Click on Google icon to see map on computer.
Click on map with phone or tablet, use slider in upper right of map to see details.

Quayaquil is a typical South American city with lots of buses, horrible architecture, lots of small shop and hard working people. We noted throughout the country there were very few smokers and an absence of alcohol. The highlight was the Malecon along the waterfront and the hillside leading to the Hope lighthouse.

After a day in Quayaquil, we met up with our group and headed to the airport for the flight to Baltra in the Galapagos about 600 miles west. The Galapagos are a group of volcanic islands located in a part of the Pacific where a number of the major ocean currents come together creating unique environments for each of the islands. Additionally, they are located on the edge of a tectonic plate that moves about 3″ per year. Over a million years the eastern most island has moved about 100 miles from the most recent western island. The result is the area were Darwin was able to see evolution at work.

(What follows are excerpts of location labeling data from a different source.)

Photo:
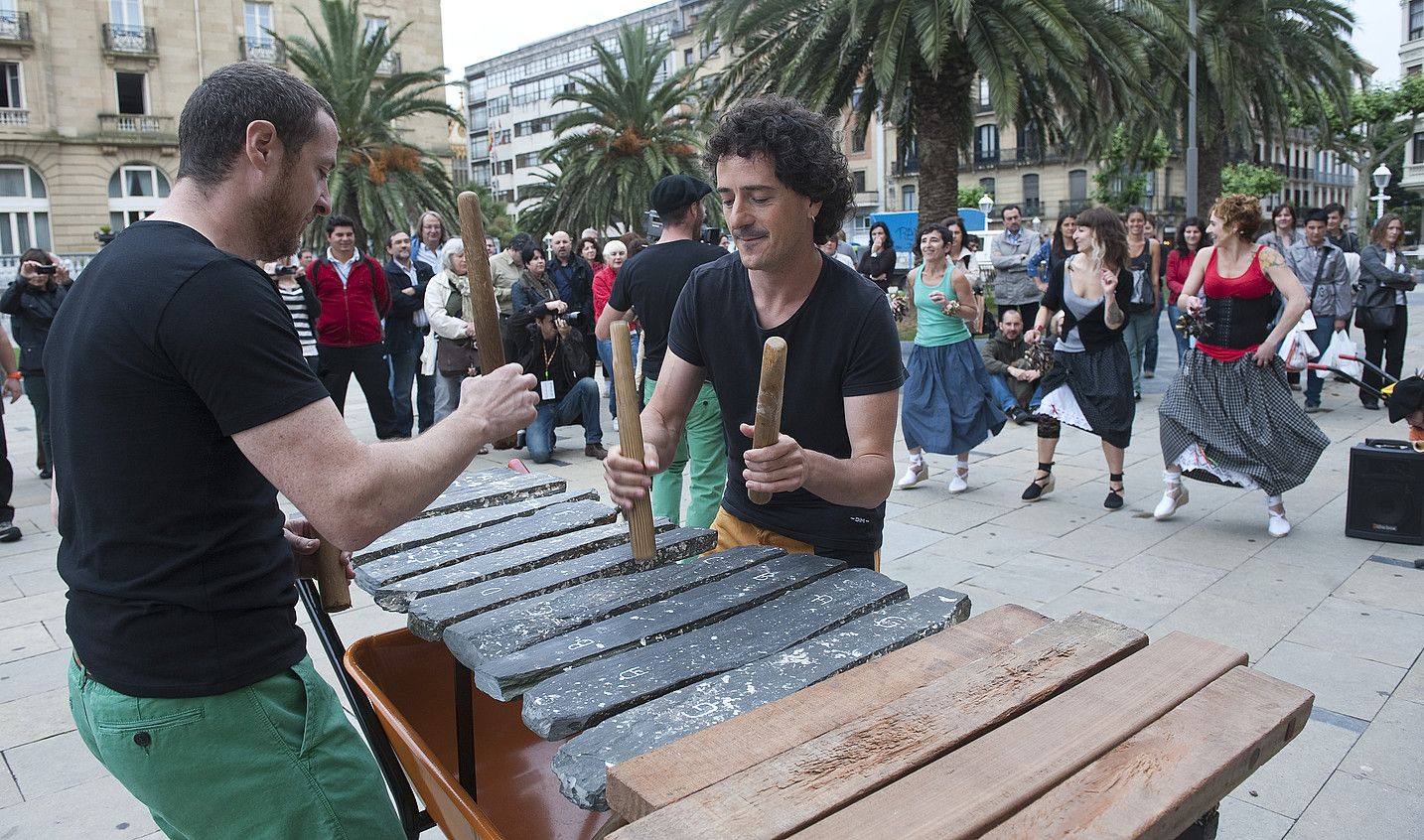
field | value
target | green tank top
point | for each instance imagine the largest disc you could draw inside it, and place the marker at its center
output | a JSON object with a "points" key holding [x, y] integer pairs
{"points": [[935, 329]]}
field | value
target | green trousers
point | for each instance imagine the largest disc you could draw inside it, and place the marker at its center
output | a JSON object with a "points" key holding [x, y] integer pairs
{"points": [[702, 456], [274, 759]]}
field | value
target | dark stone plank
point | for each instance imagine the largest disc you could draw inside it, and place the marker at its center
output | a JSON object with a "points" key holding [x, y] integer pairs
{"points": [[427, 617], [423, 531], [508, 676], [512, 560], [505, 630], [583, 762], [538, 524], [574, 701]]}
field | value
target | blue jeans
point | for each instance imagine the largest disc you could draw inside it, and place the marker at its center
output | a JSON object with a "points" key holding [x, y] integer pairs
{"points": [[404, 370], [580, 404], [998, 383], [606, 354]]}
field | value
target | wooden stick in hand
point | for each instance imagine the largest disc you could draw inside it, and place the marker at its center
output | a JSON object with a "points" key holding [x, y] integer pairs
{"points": [[770, 403], [482, 291], [630, 440]]}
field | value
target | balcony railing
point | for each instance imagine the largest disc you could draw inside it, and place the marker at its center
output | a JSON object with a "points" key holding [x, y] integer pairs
{"points": [[130, 40], [262, 50], [15, 26]]}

First stop was at a turtle breeding center where they are trying to rebuild the turtle population first demolished by the whalers seeking a source of food and then the invasive animals such as rats, dogs, cats, goats and pigs….each taking there toll in different ways on different islands. Today, there are strict controls on landing plants, insects and animals and an extensive effort of irradication.

Our boat, the Mary Anne, a 190′ steel hull Brigantine built in 1997 with a crew of 12 and 16 guests, was the next stop. The accommodations were not impressive, but the public spaces combined with the crew and food were great. Dan even teamed up with Gunner, the youngest guest and a beer drinking buddy after each excursion.

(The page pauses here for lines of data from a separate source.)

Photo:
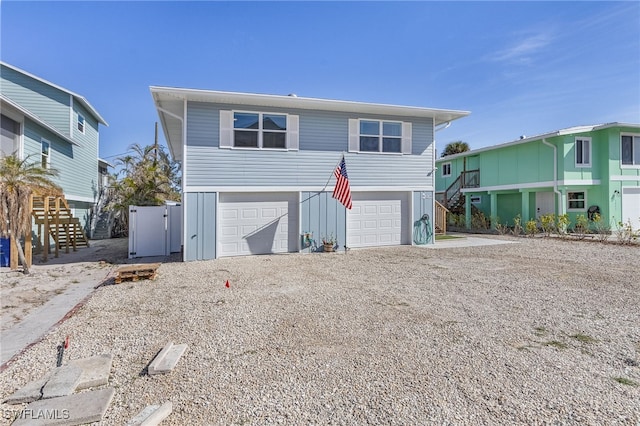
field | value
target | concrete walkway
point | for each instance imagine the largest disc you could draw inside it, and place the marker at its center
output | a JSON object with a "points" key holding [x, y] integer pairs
{"points": [[467, 240], [38, 322]]}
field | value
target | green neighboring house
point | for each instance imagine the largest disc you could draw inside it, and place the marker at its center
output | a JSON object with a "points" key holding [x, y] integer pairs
{"points": [[55, 127], [579, 170]]}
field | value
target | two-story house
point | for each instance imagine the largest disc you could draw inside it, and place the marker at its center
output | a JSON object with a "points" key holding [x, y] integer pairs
{"points": [[258, 170], [579, 170], [56, 128]]}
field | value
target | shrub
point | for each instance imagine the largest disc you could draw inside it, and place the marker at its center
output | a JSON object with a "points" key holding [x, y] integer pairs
{"points": [[582, 226], [479, 221], [517, 226], [548, 223], [501, 228], [562, 225], [625, 233], [601, 229]]}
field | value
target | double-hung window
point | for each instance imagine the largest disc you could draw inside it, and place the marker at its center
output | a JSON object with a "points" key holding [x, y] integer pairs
{"points": [[446, 169], [45, 155], [630, 150], [583, 152], [80, 123], [259, 130], [380, 136]]}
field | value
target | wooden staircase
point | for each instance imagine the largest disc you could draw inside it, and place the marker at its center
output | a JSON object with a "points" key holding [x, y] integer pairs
{"points": [[55, 220]]}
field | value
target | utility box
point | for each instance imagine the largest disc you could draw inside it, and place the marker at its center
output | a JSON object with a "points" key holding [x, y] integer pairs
{"points": [[5, 252]]}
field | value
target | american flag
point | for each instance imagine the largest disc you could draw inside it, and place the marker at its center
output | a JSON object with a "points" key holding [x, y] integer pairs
{"points": [[342, 192]]}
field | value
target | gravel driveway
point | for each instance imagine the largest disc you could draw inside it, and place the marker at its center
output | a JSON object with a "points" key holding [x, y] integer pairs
{"points": [[542, 331]]}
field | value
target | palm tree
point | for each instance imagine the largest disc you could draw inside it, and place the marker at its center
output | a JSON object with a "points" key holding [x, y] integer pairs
{"points": [[455, 148], [20, 179]]}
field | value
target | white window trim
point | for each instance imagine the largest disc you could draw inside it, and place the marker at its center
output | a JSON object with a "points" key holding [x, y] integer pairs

The typical day provided for at least one hike on shore with our naturalist guide to inspect the geology, flora, birds and creatures. Nothing to strenuous, but each was unique. Most days we got a chance for a snorkel along the shore line. The highlight of these snorkels was a day with the sea lions fishing among the schools of fish and the rare viewing of a school of golden rays.

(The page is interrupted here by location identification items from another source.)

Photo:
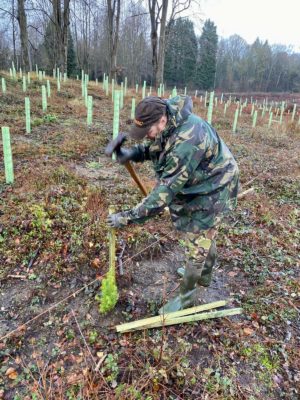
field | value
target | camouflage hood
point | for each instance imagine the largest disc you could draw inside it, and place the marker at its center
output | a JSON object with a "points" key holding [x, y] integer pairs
{"points": [[179, 108]]}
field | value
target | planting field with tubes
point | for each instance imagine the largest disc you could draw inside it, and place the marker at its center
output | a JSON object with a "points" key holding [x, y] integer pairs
{"points": [[54, 253]]}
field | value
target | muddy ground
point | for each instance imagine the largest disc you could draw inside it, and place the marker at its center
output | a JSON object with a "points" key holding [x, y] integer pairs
{"points": [[54, 253]]}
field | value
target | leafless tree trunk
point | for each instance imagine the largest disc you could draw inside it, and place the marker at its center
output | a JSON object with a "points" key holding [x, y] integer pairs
{"points": [[159, 78], [158, 15], [113, 14], [61, 19], [22, 19]]}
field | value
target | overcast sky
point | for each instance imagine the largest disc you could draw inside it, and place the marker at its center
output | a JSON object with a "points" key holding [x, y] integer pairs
{"points": [[272, 20]]}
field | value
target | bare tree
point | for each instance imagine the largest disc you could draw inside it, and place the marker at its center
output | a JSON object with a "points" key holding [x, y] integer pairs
{"points": [[158, 10], [22, 19], [113, 14], [61, 20]]}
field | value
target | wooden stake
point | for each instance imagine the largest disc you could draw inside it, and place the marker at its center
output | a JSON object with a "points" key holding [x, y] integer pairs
{"points": [[166, 317], [189, 318], [243, 194]]}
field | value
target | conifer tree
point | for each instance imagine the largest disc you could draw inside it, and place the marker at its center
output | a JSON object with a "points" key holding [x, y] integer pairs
{"points": [[71, 59], [208, 43]]}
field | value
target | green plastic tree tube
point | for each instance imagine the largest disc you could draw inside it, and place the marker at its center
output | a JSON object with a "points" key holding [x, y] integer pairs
{"points": [[24, 84], [48, 88], [85, 95], [27, 115], [112, 89], [281, 113], [3, 84], [254, 119], [294, 112], [44, 98], [116, 123], [106, 87], [225, 109], [236, 116], [132, 108], [270, 119], [89, 118], [144, 90], [122, 96], [210, 107], [116, 114], [8, 163], [125, 86]]}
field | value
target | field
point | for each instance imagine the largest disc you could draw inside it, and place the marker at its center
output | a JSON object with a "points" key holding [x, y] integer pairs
{"points": [[54, 253]]}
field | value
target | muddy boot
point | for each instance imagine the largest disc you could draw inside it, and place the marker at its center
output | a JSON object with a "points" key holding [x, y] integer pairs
{"points": [[210, 261], [187, 291]]}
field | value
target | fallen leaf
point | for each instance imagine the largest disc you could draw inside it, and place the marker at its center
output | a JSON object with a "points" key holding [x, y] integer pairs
{"points": [[248, 331], [95, 263], [11, 373]]}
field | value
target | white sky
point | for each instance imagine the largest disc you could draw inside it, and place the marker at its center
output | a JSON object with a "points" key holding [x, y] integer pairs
{"points": [[273, 20]]}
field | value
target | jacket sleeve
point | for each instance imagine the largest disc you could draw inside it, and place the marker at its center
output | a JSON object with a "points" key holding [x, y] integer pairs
{"points": [[141, 152], [179, 166]]}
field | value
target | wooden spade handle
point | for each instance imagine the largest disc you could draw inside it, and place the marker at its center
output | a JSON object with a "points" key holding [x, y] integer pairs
{"points": [[136, 178]]}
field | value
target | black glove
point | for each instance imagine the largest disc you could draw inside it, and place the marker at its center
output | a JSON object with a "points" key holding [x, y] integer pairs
{"points": [[124, 155], [117, 220]]}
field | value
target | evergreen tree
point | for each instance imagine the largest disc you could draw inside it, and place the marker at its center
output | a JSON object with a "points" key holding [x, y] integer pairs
{"points": [[71, 59], [208, 46], [181, 53]]}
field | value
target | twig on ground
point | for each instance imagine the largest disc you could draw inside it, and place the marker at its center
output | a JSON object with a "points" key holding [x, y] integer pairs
{"points": [[120, 262], [243, 194], [83, 338]]}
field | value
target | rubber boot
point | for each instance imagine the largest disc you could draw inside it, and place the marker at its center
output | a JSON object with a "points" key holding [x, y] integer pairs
{"points": [[210, 261], [206, 276], [187, 291]]}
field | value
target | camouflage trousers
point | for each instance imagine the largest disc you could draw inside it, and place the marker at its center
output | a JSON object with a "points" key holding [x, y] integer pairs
{"points": [[200, 258], [197, 245]]}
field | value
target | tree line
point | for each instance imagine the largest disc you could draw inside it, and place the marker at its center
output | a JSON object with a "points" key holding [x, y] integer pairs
{"points": [[143, 40]]}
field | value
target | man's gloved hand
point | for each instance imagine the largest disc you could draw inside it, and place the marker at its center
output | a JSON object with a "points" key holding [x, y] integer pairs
{"points": [[117, 220], [124, 155]]}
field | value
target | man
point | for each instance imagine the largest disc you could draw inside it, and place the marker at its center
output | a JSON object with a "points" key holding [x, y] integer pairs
{"points": [[197, 179]]}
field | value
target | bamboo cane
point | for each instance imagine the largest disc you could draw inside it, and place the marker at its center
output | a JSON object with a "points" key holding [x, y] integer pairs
{"points": [[188, 318], [166, 317]]}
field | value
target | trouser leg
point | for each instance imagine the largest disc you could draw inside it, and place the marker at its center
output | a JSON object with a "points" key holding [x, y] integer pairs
{"points": [[200, 258]]}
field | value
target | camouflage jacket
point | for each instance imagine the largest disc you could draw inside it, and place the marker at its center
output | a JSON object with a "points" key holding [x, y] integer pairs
{"points": [[197, 174]]}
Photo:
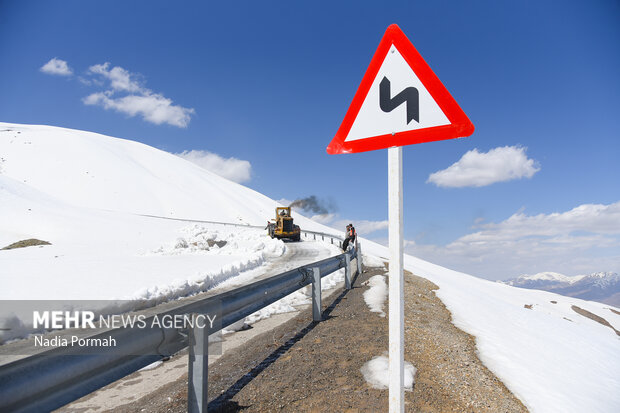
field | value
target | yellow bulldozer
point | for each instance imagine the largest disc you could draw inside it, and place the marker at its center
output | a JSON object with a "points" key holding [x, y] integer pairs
{"points": [[282, 226]]}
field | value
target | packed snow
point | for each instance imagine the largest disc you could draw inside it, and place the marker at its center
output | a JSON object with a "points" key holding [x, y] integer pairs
{"points": [[550, 357], [376, 373], [87, 193], [375, 295]]}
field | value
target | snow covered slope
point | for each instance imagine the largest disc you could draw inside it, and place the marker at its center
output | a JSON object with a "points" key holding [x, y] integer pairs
{"points": [[81, 191], [85, 193]]}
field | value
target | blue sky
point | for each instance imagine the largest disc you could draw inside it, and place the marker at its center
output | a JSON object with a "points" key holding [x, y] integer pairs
{"points": [[269, 83]]}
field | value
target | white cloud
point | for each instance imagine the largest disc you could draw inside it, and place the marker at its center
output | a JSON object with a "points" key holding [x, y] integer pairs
{"points": [[583, 240], [485, 168], [152, 107], [236, 170], [120, 79], [57, 67]]}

We had a great group of people and we think they all enjoyed their time on Mary Anne. While this cruise did not include the spectacle of elephants or whales or spectacular scenery of mountains and glaciers, it was most instructive of the evolving world we live in.

Arriving back in Quayaquil, we rented a car and headed for Chimborazo in the middle of the country, sea level to 14,000 feet in five hours. Ecuador has a per capita income of about $6,600. Agriculture is highly cultivated throughout the country, first along the coast it was rice, then bananas, then corn as we rose up on our drive. Finally, it was grazing of cattle and vicunas above the tree line. We did not get into the Amazon where they also have a significant development of oil drilling.

After a night in Riobomba at the lovely and unexpected Mansion Santa Isabella, we headed for the Lodge at Chimborazo, the second highest mountain in South America at 20,564 feet. Once again we lucked out with a clear view as the clouds cleared. Not much hiking at this altitude, this is Dan’s last visit above 10,000 feet without oxygen.

On to Quito, the capital, for our last day. With only part of a day, we decided to take the hop-on/off buss for a city tour. This is definitely a city originally settled in a valley surrounded by mountains, today the city extends up the mountain sides in every direction. Given the lateness of the day and the rain, we did not have a chance to explore the museums, cathedrals, etc. and could easily have spend a couple of extra days in Quito.